Schopenhauer, inspiré en cela par le bouddhisme, considère que le désir est cause de souffrance et que désirer être heureux nous garantit de ne jamais l’être en réalité. Pourquoi cela ? Car tout désir est inquiétude et manque, si nous désirons quelque chose c’est que nous ne l’avons pas ou craignons de le perdre, alors le désir est souffrance. Selon Schopenhauer, « la vie oscille sans cesse de la souffrance à l’ennui ». Cela signifie que dans notre vie nous sommes constamment soit en train de désirer c’est-à-dire de souffrir pour Schopenhauer, soit en train de nous ennuyer car finalement nous avons tendance à être rapidement lassés de ce que nous avons finalement obtenu. Cet ennui laisse alors place à un nouveau désir qui nous fait souffrir jusqu’à ce qu’il soit satisfait et alors rapidement nous retombons dans l’ennui. C’est ce qu’il explique plus longuement dans le texte ci-dessous.

Texte de Schopenhauer sur le bonheur et le désir

« Tout vouloir procède d’un besoin, c’est-à-dire d’une privation, c’est-à-dire d’une souffrance. La satisfaction y met fin ; mais pour un désir qui est satisfait, dix au moins sont contrariés ; de plus le désir est long et ses exigences tendent à l’infini ; la satisfaction est courte et elle est parcimonieusement mesurée.
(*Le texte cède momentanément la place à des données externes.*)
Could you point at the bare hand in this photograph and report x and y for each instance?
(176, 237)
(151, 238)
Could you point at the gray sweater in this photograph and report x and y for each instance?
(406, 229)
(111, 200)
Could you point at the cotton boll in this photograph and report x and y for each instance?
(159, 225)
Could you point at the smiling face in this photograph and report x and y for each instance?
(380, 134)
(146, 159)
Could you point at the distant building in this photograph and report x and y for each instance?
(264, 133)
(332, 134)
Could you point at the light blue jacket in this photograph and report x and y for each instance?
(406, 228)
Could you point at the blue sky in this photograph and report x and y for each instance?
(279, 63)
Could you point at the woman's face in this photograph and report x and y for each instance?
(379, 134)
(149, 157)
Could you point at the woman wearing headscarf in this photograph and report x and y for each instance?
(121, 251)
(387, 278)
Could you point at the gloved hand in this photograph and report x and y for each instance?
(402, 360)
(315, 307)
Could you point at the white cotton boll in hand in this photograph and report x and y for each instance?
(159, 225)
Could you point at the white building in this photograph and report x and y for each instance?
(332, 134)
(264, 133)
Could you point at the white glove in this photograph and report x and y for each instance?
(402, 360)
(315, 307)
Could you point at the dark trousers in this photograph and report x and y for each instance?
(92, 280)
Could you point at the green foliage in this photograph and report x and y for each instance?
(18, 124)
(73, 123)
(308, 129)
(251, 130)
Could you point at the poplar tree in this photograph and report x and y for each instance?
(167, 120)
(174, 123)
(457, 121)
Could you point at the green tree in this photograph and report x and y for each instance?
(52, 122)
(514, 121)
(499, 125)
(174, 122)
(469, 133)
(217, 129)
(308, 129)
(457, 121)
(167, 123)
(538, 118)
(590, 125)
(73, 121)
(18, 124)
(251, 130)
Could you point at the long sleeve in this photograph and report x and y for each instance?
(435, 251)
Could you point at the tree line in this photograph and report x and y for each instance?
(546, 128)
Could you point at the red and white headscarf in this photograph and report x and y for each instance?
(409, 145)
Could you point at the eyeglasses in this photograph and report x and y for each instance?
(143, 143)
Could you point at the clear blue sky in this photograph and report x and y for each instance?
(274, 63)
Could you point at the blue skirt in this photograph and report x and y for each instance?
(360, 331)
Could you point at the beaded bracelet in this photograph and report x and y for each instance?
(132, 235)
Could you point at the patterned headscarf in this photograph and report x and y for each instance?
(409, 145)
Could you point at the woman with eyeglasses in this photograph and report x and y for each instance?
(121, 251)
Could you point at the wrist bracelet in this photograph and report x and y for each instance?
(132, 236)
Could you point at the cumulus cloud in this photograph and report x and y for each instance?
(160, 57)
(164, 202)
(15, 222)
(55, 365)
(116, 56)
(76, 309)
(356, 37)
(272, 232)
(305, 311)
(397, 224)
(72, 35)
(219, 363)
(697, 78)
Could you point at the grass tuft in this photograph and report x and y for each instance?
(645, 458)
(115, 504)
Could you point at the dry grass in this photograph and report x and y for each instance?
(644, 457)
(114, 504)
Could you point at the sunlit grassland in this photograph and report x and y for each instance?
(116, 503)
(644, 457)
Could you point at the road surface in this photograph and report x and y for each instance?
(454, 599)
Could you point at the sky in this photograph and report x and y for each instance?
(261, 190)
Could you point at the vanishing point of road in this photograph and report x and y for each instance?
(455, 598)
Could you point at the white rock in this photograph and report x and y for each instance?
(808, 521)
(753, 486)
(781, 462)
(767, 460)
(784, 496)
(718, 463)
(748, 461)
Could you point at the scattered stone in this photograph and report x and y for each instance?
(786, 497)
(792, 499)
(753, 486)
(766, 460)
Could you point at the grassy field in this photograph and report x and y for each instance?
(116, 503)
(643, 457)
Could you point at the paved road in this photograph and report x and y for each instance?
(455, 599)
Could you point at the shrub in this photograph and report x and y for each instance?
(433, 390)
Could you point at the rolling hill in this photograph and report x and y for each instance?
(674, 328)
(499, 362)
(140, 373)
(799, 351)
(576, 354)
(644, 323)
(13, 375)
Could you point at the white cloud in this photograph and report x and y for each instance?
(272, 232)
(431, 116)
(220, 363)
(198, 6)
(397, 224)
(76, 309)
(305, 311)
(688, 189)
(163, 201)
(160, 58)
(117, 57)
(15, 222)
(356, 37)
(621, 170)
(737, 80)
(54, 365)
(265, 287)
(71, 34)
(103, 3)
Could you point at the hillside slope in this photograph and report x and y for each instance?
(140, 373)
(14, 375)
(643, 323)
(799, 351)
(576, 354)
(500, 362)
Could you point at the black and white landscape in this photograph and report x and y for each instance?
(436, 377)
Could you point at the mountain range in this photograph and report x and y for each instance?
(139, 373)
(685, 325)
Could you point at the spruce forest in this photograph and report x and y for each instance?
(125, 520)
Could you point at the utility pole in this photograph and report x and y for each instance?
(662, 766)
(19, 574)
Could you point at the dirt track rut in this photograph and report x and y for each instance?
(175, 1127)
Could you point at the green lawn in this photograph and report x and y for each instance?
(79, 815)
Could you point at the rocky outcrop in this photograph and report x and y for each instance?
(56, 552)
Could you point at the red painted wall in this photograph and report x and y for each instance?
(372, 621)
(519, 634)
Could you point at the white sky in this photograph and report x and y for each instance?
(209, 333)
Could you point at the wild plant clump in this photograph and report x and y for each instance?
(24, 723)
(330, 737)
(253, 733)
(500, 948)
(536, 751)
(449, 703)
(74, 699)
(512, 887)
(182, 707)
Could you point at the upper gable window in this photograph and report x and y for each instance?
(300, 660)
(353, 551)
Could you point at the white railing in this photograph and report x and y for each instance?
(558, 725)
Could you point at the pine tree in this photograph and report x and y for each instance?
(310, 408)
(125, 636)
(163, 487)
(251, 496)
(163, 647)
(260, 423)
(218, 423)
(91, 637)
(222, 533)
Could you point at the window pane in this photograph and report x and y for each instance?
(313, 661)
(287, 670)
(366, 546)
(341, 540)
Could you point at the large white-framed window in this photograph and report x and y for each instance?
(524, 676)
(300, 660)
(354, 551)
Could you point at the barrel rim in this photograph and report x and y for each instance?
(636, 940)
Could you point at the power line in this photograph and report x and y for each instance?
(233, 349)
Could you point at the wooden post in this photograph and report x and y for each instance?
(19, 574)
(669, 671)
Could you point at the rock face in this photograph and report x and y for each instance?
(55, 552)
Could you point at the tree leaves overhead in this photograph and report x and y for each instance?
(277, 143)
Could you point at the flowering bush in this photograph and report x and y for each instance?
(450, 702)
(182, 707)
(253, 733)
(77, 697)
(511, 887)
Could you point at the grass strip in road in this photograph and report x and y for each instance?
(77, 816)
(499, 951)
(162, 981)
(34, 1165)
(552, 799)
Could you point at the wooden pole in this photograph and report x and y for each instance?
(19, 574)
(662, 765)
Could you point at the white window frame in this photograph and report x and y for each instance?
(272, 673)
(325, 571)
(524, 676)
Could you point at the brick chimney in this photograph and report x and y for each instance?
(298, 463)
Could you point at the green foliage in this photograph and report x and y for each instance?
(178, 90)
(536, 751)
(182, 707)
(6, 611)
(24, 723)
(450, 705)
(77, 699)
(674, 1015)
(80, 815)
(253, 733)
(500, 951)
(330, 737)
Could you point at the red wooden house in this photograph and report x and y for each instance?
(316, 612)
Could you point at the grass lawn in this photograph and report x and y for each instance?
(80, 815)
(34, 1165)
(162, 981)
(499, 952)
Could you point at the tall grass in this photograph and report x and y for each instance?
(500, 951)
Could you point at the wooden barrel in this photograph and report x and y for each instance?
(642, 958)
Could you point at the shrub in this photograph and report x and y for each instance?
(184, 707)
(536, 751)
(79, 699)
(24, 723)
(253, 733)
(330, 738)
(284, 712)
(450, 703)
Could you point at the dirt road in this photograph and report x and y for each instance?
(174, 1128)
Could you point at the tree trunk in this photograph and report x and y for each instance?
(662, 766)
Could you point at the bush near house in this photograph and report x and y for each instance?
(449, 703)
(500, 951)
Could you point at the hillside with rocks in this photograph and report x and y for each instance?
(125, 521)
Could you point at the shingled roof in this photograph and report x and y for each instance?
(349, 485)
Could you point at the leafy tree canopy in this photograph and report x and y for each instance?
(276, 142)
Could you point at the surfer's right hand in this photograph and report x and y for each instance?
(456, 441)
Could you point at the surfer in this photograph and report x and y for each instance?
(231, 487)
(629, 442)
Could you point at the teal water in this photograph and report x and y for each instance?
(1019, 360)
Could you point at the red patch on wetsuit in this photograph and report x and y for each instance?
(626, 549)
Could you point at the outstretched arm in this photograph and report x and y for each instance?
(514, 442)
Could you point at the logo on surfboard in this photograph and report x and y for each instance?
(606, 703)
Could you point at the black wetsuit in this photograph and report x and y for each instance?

Mais ce contentement suprême n’est lui-même qu’apparent ; le désir satisfait fait place aussitôt à un nouveau désir ; le premier est une déception reconnue, le second est une déception non encore reconnue. La satisfaction d’aucun souhait ne peut procurer de contentement durable et inaltérable. C’est comme l’aumône qu’on jette à un mendiant : elle lui sauve aujourd’hui la vie pour prolonger sa misère jusqu’à demain. – Tant que notre conscience est remplie par notre volonté, tant que nous sommes asservis à la pulsion du désir, aux espérances et aux craintes continuelles qu’il fait naître, tant que nous sommes sujets du vouloir, il n’y a pour nous ni bonheur durable, ni repos. Poursuivre ou fuir, craindre le malheur ou chercher la jouissance, c’est en réalité tout un ; l’inquiétude d’une volonté toujours exigeante, sous quelque forme qu’elle se manifeste, emplit et trouble sans cesse la conscience ; or sans repos le véritable bonheur est impossible. Ainsi le sujet du vouloir ressemble à Ixion attaché sur une roue qui ne cesse de tourner, aux Danaïdes qui puisent toujours pour emplir leur tonneau, à Tantale éternellement altéré ».

A.Schopenhauer, Le monde comme volonté et comme représentation(1818), trad.A.Burdeau, éd. PUF,1966, pp.252-253.

Alors faut-il désirer le bonheur ? Si notre désir est d’être heureux, alors nous allons nous dire que nous serons heureux quand nous aurons ce travail ou cette maison ou rencontré la bonne personne… Dans tous les cas, ne reportons le moment d’être heureux à plus tard quand nous aurons ceci ou cela et une fois que nous l’avons, nous n’en sommes plus satisfait et il nous faut encore autre chose pour être heureux. Si bien que finalement désirer le bonheur, espérer atteindre plus tard le bonheur, est un leurre qui nous garantit de ne jamais l’atteindre. Il faudrait sans doute mieux ce satisfaire de ce que nous avons et trouver des raisons d’être heureux aujourd’hui. Mais là encore c’est une chose difficile, selon Schopenhauer, car nous avons tendance à sentir beaucoup plus la douleur que le bonheur.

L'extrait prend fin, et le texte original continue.